Builds Emformer-based RNNT.

Note

For non-streaming inference, the expectation is for transcribe to be called on input sequences right-concatenated with right_context_length frames.

For streaming inference, the expectation is for transcribe_streaming to be called on input chunks comprising segment_length frames right-concatenated with right_context_length frames.

Parameters:
  • input_dim (int) – dimension of input sequence frames passed to transcription network.

  • encoding_dim (int) – dimension of transcription- and prediction-network-generated encodings passed to joint network.

  • num_symbols (int) – cardinality of set of target tokens.

  • segment_length (int) – length of input segment expressed as number of frames.

  • right_context_length (int) – length of right context expressed as number of frames.

  • time_reduction_input_dim (int) – dimension to scale each element in input sequences to prior to applying time reduction block.

  • time_reduction_stride (int) – factor by which to reduce length of input sequence.

  • transformer_num_heads (int) – number of attention heads in each Emformer layer.

  • transformer_ffn_dim (int) – hidden layer dimension of each Emformer layer’s feedforward network.

  • transformer_num_layers (int) – number of Emformer layers to instantiate.

  • transformer_left_context_length (int) – length of left context considered by Emformer.

  • transformer_dropout (float) – Emformer dropout probability.

  • transformer_activation (str) – activation function to use in each Emformer layer’s feedforward network. Must be one of (“relu”, “gelu”, “silu”).

  • transformer_max_memory_size (int) – maximum number of memory elements to use.

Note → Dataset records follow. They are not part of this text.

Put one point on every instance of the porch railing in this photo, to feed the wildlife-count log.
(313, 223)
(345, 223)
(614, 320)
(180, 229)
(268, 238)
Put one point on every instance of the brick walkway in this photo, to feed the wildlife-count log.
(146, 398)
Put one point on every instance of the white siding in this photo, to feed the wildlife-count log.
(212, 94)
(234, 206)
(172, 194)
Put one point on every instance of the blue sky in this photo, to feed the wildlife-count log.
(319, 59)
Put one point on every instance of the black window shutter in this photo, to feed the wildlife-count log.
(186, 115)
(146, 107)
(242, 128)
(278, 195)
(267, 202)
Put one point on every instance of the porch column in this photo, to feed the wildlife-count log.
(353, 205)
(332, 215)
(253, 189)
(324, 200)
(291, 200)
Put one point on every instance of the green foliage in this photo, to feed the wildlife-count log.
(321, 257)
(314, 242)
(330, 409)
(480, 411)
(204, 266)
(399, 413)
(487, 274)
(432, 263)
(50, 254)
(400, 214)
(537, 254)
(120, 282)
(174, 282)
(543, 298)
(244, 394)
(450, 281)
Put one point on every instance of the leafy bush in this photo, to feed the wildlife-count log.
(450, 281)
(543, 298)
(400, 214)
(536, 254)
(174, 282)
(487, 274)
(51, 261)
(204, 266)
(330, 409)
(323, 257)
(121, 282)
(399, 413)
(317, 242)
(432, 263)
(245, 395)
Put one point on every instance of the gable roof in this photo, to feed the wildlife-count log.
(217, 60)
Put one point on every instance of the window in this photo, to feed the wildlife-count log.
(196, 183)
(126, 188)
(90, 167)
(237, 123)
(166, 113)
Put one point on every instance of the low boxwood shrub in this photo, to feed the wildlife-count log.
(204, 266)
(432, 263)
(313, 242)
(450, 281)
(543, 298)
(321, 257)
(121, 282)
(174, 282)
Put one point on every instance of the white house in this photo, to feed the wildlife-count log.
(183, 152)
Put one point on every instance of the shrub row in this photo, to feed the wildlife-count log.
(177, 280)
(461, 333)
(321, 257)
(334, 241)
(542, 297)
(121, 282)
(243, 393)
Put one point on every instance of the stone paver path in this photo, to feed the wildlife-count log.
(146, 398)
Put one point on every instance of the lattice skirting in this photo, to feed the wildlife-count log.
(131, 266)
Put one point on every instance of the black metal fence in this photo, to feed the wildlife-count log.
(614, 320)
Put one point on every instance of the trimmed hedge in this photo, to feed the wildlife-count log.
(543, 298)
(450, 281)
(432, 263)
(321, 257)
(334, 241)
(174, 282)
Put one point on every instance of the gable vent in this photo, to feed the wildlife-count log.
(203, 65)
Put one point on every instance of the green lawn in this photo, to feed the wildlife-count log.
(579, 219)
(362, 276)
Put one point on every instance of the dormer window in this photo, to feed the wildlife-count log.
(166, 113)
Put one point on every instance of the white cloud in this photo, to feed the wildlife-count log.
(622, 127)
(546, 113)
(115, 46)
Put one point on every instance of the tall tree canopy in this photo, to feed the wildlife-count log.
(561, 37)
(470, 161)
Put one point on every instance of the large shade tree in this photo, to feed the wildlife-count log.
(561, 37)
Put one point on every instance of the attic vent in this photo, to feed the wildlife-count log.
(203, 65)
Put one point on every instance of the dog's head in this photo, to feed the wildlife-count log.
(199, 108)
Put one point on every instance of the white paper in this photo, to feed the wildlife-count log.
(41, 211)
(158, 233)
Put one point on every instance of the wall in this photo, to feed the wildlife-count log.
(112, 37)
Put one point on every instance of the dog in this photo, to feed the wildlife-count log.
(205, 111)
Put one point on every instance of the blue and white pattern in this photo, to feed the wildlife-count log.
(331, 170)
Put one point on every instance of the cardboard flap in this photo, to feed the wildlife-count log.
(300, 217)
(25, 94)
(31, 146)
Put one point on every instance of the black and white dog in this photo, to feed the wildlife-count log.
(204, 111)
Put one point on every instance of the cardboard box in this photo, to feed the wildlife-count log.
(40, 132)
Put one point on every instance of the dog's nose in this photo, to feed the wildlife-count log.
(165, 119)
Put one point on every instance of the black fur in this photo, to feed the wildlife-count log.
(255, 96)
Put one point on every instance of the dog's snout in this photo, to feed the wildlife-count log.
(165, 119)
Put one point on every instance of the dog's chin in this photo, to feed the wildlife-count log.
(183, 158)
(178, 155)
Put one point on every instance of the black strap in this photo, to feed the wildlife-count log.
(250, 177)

  • transformer_weight_init_scale_strategy (str) – per-layer weight initialization scaling strategy. Must be one of (“depthwise”, “constant”, None).

  • transformer_tanh_on_mem (bool) – if True, applies tanh to memory elements.

  • symbol_embedding_dim (int) – dimension of each target token embedding.

  • num_lstm_layers (int) – number of LSTM layers to instantiate.

  • lstm_layer_norm (bool) – if True, enables layer normalization for LSTM layers.

  • lstm_layer_norm_epsilon (float) – value of epsilon to use in LSTM layer normalization layers.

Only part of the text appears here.